How do you define a tool for MCP?

Make the tool self-describing. Give it a short name, a one-line description, and a strict input schema. Gemini uses that to decide when to call it.

{
  "name": "get_order_status",
  "description": "Return order status for an order id",
  "input": {
    "type": "object",
    "properties": {
      "order_id": {"type": "string"}
    },
    "required": ["order_id"]
  }
}

Example orchestration pattern

Use a routing orchestrator: a lightweight LLM or rule engine decides which tool(s) to run, then aggregates results. Routing avoids exposing all tools to every model call and keeps costs down. Read more about routing patterns and controlled generation here: Building with Gemini — Routing.

Minimal MCP server endpoints

  • /tools — returns tool list and schemas.
  • /execute — executes a named tool with typed input.

Keep responses small and strict. Gemini will act on the schema directly.

Code tip (pseudo)

// Orchestrator receives user message
// 1) Detect language. If not English, call "translate" tool.
// 2) Send English text to Gemini worker tool.
// 3) If Gemini returns an action, call the action tool.

Best practices for tool design

  • Use clear tool names: e.g., search_docs, book_meeting.
  • Strong typing: avoid free-form inputs when possible.
  • Short descriptions: one sentence.
  • Limit tool side effects: prefer preview steps before committing.
  • Set model params: low temperature and single-choice outputs when you expect enums.

Error handling & observability

Build retries, timeouts, and a fallback answer. Log tool calls and responses so you can debug when Gemini picks the wrong tool. Tools should return structured errors like { code: 503, message: "timeout" }.

Testing strategy

  • Unit test each tool endpoint with valid and invalid inputs.
  • Run end-to-end tests that mock Gemini calls.
  • Use a small set of user prompts to test routing and tool chaining.

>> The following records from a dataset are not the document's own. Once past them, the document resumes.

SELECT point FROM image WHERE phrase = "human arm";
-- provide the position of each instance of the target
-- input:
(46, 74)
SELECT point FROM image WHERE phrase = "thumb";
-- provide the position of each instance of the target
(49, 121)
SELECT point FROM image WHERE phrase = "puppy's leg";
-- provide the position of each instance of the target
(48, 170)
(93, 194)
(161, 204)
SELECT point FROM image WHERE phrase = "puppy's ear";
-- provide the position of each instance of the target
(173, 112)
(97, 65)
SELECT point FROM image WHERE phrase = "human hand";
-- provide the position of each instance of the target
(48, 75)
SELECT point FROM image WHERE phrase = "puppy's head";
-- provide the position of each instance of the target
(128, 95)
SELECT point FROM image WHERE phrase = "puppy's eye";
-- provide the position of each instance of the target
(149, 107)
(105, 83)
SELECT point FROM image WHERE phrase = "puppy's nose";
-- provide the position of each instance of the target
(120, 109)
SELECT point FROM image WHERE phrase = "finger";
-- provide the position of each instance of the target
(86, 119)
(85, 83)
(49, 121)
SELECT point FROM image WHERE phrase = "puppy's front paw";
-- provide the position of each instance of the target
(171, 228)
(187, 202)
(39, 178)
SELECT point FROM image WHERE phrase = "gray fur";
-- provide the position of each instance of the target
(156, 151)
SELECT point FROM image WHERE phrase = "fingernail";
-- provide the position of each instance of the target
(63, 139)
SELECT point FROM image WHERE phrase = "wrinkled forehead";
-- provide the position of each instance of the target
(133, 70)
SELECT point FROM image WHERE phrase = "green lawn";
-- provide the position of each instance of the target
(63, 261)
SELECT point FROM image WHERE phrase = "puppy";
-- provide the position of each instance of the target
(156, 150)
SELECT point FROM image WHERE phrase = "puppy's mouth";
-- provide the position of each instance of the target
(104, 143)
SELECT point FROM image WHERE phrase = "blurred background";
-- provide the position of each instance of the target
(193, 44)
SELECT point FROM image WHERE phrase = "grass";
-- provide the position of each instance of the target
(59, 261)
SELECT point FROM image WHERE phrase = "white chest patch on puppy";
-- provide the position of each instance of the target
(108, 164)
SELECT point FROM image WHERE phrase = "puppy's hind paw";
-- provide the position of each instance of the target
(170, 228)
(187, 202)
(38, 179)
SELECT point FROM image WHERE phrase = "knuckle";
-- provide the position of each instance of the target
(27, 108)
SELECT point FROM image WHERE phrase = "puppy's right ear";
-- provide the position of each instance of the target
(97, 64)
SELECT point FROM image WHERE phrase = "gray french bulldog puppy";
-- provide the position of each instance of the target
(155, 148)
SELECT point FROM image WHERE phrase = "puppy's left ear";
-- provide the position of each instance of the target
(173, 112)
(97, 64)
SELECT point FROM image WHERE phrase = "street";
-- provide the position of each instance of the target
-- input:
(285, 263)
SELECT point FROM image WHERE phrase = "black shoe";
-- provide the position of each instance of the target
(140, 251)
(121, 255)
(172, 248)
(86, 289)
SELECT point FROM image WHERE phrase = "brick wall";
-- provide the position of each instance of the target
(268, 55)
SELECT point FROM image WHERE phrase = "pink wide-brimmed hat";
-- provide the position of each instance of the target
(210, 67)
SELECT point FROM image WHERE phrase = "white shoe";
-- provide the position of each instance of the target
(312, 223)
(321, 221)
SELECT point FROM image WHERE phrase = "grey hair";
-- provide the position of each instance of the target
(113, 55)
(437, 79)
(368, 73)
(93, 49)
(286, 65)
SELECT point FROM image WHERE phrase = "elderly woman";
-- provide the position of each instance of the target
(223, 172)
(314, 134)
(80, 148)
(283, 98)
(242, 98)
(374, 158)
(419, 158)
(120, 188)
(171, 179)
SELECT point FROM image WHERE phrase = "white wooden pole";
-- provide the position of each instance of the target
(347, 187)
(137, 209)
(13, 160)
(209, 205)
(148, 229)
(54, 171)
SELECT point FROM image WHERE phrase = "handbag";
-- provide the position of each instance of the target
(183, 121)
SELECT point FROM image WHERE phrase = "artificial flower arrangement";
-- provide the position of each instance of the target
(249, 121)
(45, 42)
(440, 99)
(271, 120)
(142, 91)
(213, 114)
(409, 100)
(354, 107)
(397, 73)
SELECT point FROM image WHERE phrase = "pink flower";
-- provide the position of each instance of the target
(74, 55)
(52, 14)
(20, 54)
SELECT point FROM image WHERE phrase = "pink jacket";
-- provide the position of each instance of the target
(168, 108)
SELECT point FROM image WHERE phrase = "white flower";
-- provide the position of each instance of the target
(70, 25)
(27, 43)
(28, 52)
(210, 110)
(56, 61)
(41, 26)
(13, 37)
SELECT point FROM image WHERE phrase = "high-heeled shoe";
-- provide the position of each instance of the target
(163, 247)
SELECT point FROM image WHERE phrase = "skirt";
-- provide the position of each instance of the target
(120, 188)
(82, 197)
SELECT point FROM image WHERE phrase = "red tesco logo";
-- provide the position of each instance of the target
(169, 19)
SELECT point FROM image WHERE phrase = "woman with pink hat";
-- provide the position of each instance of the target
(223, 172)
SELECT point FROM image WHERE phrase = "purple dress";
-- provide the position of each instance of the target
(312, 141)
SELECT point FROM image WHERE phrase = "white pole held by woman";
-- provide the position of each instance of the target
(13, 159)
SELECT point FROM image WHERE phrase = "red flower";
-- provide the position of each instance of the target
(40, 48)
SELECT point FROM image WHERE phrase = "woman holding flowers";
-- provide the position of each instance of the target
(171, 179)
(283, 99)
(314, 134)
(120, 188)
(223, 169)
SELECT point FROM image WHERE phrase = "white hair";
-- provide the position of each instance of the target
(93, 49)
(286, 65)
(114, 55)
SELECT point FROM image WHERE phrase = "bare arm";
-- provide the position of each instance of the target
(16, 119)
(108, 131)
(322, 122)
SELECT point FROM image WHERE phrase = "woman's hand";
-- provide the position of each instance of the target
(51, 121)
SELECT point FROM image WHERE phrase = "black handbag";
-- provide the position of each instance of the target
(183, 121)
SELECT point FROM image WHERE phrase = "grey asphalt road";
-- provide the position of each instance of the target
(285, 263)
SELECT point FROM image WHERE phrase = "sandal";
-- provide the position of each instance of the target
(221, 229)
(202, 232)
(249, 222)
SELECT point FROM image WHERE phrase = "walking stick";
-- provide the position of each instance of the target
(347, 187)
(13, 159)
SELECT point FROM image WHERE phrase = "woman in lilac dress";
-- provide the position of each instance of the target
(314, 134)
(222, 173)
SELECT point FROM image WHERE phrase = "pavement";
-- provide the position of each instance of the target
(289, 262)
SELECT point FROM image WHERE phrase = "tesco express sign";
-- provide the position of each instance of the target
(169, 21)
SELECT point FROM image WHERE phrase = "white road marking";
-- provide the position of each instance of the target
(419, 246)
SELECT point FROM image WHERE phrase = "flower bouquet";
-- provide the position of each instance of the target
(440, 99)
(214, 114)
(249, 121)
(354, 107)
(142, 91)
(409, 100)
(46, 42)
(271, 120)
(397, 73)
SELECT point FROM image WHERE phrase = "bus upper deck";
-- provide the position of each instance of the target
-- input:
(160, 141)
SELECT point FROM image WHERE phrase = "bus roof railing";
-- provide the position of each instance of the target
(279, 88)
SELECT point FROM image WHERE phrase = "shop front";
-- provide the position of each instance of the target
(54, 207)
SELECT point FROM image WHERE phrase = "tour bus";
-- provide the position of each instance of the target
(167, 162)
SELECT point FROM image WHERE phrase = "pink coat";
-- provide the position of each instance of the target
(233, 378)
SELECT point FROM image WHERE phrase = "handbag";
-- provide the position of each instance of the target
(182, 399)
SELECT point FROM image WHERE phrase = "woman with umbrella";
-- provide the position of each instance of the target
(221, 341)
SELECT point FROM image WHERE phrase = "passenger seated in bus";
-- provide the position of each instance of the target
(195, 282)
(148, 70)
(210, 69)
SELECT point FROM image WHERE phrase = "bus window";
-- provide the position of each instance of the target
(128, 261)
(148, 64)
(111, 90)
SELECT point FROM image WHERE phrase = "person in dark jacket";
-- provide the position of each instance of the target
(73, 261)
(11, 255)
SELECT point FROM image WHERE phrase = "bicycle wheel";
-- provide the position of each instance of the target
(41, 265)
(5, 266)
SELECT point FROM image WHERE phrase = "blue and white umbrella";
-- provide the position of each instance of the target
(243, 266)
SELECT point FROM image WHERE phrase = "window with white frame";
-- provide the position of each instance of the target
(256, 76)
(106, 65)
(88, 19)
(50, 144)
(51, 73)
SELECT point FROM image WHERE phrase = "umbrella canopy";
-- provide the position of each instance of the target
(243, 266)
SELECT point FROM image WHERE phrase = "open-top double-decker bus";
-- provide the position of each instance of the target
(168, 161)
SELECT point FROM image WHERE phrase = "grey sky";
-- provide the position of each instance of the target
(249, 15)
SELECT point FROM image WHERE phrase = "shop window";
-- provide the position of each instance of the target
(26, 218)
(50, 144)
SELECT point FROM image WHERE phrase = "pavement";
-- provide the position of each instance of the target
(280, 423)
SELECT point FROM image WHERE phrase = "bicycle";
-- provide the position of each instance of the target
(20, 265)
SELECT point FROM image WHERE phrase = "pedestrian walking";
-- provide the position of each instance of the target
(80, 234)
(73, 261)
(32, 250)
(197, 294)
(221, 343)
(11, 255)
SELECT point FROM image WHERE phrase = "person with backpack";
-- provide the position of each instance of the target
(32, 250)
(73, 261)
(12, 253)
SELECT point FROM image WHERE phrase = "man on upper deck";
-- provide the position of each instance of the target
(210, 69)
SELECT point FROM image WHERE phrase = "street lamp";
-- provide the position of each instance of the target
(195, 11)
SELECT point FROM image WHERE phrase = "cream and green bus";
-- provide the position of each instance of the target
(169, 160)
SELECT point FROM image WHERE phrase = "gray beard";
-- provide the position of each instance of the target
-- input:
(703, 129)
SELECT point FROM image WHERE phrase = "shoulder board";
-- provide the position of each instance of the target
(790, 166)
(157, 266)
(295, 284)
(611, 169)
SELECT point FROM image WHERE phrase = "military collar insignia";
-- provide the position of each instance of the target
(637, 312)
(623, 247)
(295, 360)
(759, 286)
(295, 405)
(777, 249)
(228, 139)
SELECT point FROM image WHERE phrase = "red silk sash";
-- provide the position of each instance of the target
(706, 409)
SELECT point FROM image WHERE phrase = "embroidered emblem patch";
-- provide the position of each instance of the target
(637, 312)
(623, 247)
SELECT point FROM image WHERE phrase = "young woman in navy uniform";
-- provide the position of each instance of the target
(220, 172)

Helpful links and references

Next steps — ship in under 1 hour

  1. Pick one use case (e.g., order status).
  2. Define two tools: translate + get_order_status.
  3. Implement endpoints and a tiny orchestrator.
  4. Connect Gemini via MCP discovery.
  5. Run a few real prompts and iterate.

Want a longer walkthrough? The MCP articles and Gemini docs above give code samples and deeper context. This pattern scales: add more typed tools and a worker per major capability. Ship the smallest thing that proves the loop works, then expand.

Quick FAQ

Can Gemini call any API?

Yes, if you expose it via MCP with a clear schema. Keep auth and side effects safe.

Do I need special Gemini models?

Use a Gemini Pro or similar for hard reasoning and keep lightweight workers for simple tasks. See model options in the Gemini overview.

Close: Start small, keep tools typed, and tighten the model output. You’ll get a useful Gemini MCP agent that acts reliably and stays debuggable.